Multiplying and Dividing Fractions
Multiplication is the easiest operation on fractions: multiply the numerators together to get the new numerator, and multiply the denominators together to get the new denominator. So 2/3 × 4/5 = (2 × 4) / (3 × 5) = 8/15. Division of fractions works on the rule “invert and multiply”: to divide by a fraction, multiply by its reciprocal (the fraction flipped upside down). So 2/3 ÷ 4/5 = 2/3 × 5/4 = 10/12 = 5/6. A useful sanity check: dividing by a fraction smaller than 1 should give a result larger than the original, and dividing by a fraction larger than 1 should give a smaller result.
Simplifying (Reducing) Fractions
A fraction is in its simplest form when the numerator and denominator share no common factor other than 1. To simplify, find the Greatest Common Divisor (GCD) of the two numbers and divide both by it. For 24/36, the GCD is 12, so 24/36 = (24÷12) / (36÷12) = 2/3. If you don’t know the GCD by inspection, the Euclidean algorithm gives it quickly: gcd(24, 36) → gcd(24, 12) → gcd(12, 0) = 12. The fraction calculator automatically reduces every result to lowest terms and also displays the original unsimplified form so you can see the work.
Converting Between Mixed Numbers and Improper Fractions
To convert a mixed number to an improper fraction, multiply the whole-number part by the denominator and add the numerator; that result is the new numerator, and the denominator stays the same. So 2⅜ = (2 × 5 + 3) / 5 = 13/5. To convert an improper fraction back to a mixed number, divide the numerator by the denominator: the quotient is the whole-number part and the remainder becomes the new numerator. So 17/4 = 4 remainder 1, giving 4¼. Mixed numbers are easier to interpret physically (2¾ pizzas is clearer than 11/4 pizzas), but improper fractions are easier to compute with — so most calculations are done in improper form and converted back at the end.

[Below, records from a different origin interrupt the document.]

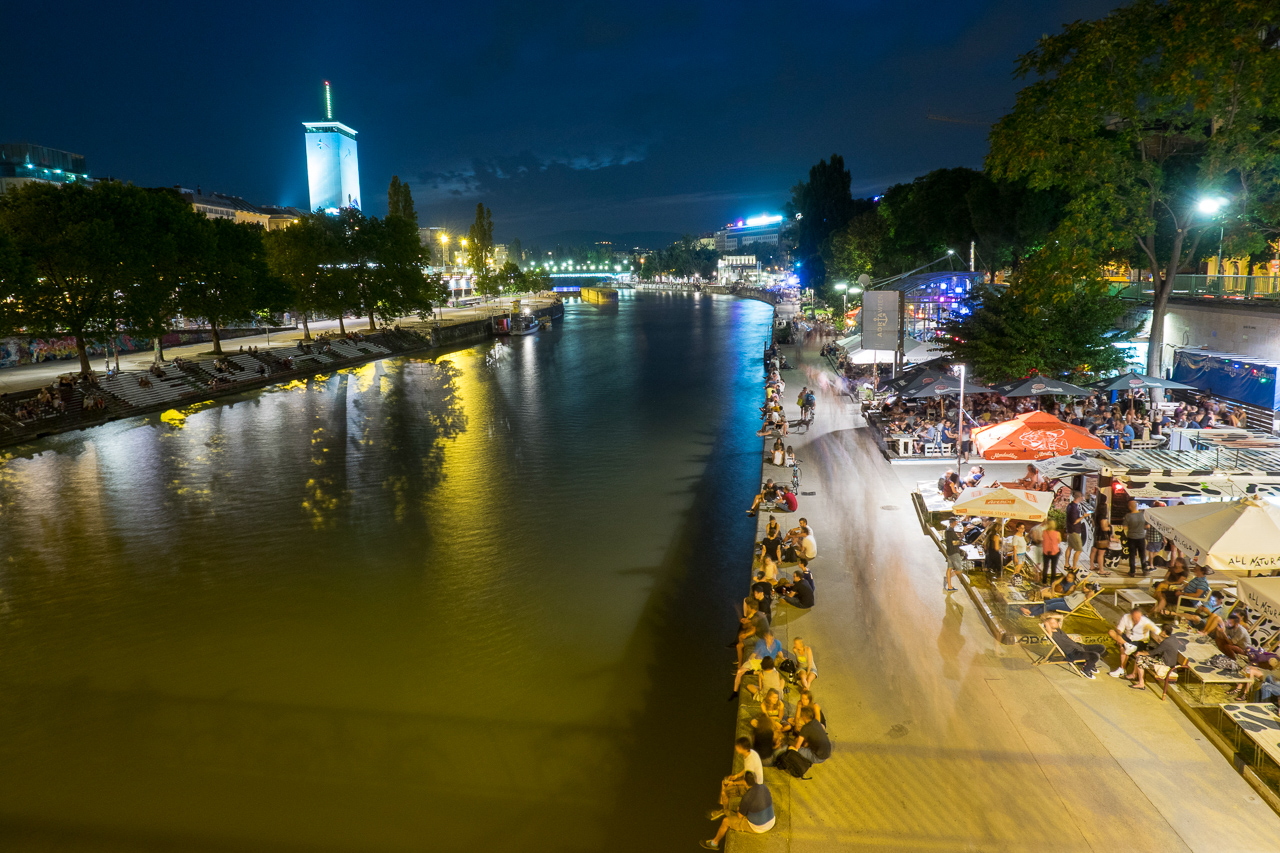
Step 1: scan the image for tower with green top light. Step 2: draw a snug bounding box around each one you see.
[302,81,360,213]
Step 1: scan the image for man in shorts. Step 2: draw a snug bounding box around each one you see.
[703,770,776,850]
[1066,489,1087,570]
[1108,607,1160,679]
[1129,628,1187,690]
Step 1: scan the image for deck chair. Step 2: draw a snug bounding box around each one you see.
[1032,622,1084,679]
[1174,590,1212,619]
[1053,587,1102,619]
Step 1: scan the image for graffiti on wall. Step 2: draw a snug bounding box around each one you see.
[0,334,151,368]
[0,327,294,369]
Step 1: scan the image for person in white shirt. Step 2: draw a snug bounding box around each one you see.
[707,736,764,820]
[1009,524,1030,573]
[1108,607,1160,679]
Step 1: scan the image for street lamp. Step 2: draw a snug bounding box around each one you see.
[1196,196,1228,284]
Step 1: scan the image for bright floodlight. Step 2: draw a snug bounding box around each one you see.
[1196,199,1226,216]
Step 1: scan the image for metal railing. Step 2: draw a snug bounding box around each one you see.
[1114,275,1280,302]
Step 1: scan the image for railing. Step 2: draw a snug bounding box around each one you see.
[1114,275,1280,302]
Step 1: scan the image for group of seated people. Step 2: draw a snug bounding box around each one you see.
[746,473,800,517]
[764,435,796,467]
[701,516,831,850]
[938,465,987,501]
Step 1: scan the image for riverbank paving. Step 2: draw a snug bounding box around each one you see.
[0,297,552,393]
[728,335,1280,853]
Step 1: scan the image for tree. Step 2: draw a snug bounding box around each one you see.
[387,175,417,229]
[987,0,1280,374]
[786,154,863,297]
[265,214,340,341]
[937,284,1132,383]
[116,188,204,364]
[179,219,289,355]
[467,204,493,268]
[0,181,147,375]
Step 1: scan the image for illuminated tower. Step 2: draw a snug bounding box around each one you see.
[302,81,360,213]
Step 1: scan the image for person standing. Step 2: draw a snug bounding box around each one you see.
[1124,501,1151,578]
[1041,521,1062,584]
[1066,489,1085,571]
[942,517,964,592]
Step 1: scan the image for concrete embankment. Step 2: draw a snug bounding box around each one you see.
[0,300,564,447]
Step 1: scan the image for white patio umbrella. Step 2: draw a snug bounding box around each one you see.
[1144,498,1280,574]
[951,485,1053,523]
[1239,578,1280,622]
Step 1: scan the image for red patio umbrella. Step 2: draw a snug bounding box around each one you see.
[973,411,1107,460]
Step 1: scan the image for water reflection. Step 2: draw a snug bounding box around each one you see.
[0,296,769,850]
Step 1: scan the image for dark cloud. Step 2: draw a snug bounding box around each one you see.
[0,0,1115,236]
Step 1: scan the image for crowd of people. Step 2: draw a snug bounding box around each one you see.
[878,379,1247,460]
[701,333,831,850]
[942,465,1280,704]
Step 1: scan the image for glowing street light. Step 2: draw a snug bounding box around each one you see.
[1196,196,1226,216]
[1196,196,1228,280]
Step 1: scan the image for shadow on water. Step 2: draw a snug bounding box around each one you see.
[0,297,769,853]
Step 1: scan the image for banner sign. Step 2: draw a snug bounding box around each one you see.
[863,291,902,351]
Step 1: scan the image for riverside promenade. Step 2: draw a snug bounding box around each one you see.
[732,330,1280,853]
[0,296,553,393]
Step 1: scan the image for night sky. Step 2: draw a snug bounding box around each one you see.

Practical Worked Example: Recipe Scaling
Suppose a cookie recipe calls for ¾ cup of butter and you want to make 1½ batches. You need to multiply ¾ × 1½ = 3/4 × 3/2 = 9/8 cups = 1⅛ cups of butter. The fraction calculator above performs this kind of mixed-form arithmetic and will return both the improper fraction and the mixed-number form, plus the decimal equivalent (1.125 cups), so you can pick whichever is easier to measure.

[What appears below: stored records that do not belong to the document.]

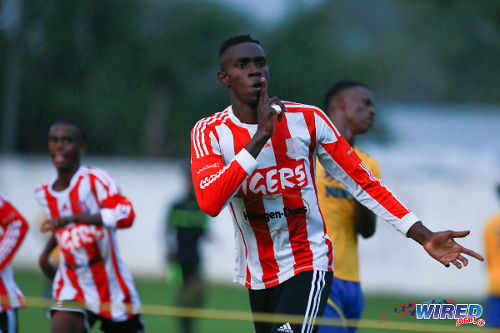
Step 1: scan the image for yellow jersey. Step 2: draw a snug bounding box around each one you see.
[484,213,500,296]
[316,146,380,282]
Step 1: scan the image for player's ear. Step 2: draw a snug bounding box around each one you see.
[80,142,89,155]
[217,71,231,88]
[332,95,346,110]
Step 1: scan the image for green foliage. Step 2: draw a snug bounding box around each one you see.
[0,0,500,157]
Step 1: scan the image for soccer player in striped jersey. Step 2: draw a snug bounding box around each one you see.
[484,184,500,328]
[191,35,483,333]
[0,194,29,333]
[35,118,143,333]
[316,81,380,333]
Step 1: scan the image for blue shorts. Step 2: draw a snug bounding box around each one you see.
[318,277,364,333]
[484,296,500,328]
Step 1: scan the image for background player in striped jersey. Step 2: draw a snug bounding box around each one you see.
[0,194,29,333]
[316,81,380,333]
[35,118,143,332]
[191,35,483,333]
[484,183,500,328]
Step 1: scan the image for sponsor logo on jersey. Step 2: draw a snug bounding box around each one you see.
[196,162,219,175]
[243,206,307,222]
[241,194,310,234]
[237,161,307,197]
[56,224,104,251]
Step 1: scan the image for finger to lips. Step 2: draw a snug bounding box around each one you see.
[260,77,267,103]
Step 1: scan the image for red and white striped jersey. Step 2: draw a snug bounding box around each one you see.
[35,166,140,321]
[191,102,418,289]
[0,194,29,312]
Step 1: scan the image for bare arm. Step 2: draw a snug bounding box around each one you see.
[353,201,376,238]
[38,234,57,281]
[407,222,484,269]
[40,214,103,232]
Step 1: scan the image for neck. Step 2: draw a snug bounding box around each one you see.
[331,114,356,146]
[231,98,258,124]
[53,163,80,191]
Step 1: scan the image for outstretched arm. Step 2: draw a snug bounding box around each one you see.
[40,214,103,232]
[38,234,57,281]
[353,201,377,238]
[407,222,484,269]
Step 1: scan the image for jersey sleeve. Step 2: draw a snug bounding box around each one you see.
[315,111,419,235]
[0,196,29,271]
[90,170,135,229]
[191,120,258,216]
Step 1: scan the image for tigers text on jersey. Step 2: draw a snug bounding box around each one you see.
[0,195,29,312]
[191,102,418,289]
[35,166,140,321]
[316,146,380,282]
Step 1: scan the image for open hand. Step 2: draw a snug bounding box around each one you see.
[40,217,71,232]
[423,230,484,269]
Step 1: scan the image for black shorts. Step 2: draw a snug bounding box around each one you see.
[0,309,17,333]
[50,307,144,333]
[248,271,333,333]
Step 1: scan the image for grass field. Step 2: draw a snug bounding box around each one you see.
[15,270,485,333]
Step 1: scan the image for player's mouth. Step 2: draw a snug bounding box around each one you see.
[52,153,67,165]
[252,81,262,90]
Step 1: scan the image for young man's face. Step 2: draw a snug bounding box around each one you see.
[342,87,375,134]
[49,124,86,171]
[217,42,269,105]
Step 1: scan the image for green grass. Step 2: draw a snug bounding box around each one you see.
[15,270,481,333]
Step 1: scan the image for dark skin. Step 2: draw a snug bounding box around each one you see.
[39,124,102,333]
[326,86,376,238]
[217,42,484,268]
[217,43,286,158]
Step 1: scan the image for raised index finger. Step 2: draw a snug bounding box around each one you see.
[260,77,267,103]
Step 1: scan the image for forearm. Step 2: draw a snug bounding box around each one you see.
[245,131,270,159]
[353,201,376,238]
[406,221,434,246]
[38,235,57,280]
[73,214,103,226]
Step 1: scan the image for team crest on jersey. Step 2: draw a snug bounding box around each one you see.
[236,161,307,197]
[241,194,311,234]
[56,224,104,251]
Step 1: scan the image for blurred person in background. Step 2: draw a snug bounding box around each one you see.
[484,183,500,328]
[0,194,29,333]
[35,118,144,333]
[316,81,380,333]
[167,173,208,333]
[191,35,484,333]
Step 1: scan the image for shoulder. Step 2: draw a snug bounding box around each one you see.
[283,101,324,114]
[193,108,229,132]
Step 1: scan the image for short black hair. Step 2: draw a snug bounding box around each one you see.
[323,80,370,112]
[50,116,87,142]
[219,35,260,59]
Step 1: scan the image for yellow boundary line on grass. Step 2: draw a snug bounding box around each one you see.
[25,296,500,333]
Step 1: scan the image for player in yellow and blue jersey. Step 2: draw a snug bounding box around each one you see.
[316,81,380,333]
[484,184,500,328]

Where Fraction Math Matters
Fractions show up far beyond the maths classroom. Carpenters and machinists use them constantly with imperial measurements (5/16″, 7/32″). Cooks adjust recipes by multiplying and dividing fractional measurements. Musicians read fractional time signatures (3/4 waltz, 6/8 jig). Engineers express gear ratios and probability as fractions. Financial professionals quote interest rates and bond prices in fractional eighths and sixteenths. Even in modern decimal-dominated contexts, fractions remain the cleaner way to express exact values that don’t terminate as decimals (1/3 is exact; 0.333... is an approximation). Mastering fraction arithmetic gives you a precision tool that decimals can’t always match.